Weyns's Weaver is found in countries throughout Africa. These include the Northeast Democratic Republic of the Congo, South Uganda, Northwest Tanzania, and Kenya. Its entire range is a conservation area. This bird is most likely found in terrestrial areas, as well as forests with tall trees and wetlands. This Weaver is attracted to inland water bodies.

== Biology ==
Weyns's Weaver appears to wander erratically. It is not migratory. From June through September, it is absent from shore areas. This implies that their movements depend on the seasons.

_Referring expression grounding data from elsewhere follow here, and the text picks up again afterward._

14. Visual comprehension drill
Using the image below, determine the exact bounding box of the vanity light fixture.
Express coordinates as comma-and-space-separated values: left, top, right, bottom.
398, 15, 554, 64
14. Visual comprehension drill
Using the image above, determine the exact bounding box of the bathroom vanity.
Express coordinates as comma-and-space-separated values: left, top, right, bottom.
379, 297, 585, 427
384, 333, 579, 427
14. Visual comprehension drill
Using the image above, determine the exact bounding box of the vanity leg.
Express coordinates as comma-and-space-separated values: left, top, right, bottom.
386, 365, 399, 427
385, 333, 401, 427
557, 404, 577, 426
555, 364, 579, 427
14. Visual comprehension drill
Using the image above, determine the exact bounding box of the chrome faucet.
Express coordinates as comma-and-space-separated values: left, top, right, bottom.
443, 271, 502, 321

Fruits, including wild figs, make up the majority of the diet. Their diet is seen mainly throughout the forest canopy. This bird frequently forages in pairs or flocks, doing most everything in groups. Feeding flocks are typically made up of 20 individuals, however, on occasion, they can reach 200 or more.

=== Breeding ===
The adults in the Democratic Republic of the Congo are observed to have enlarged gonads in the months of April through June. In areas like Uganda, these changes occur during the months of June and July, and the offspring emerge in November. Following the breeding period, moulting occurs September to November.

== Conservation status ==
Weyns's Weaver is a species of least concern. This species can be encountered in reasonable numbers, and is not globally threatened, for they have a stable population trend. This bird is locally common, but its presence is often unpredictable. Their population is predicted to be stable for at least their generational length of 4 years in the absence of any declines of substantial threats.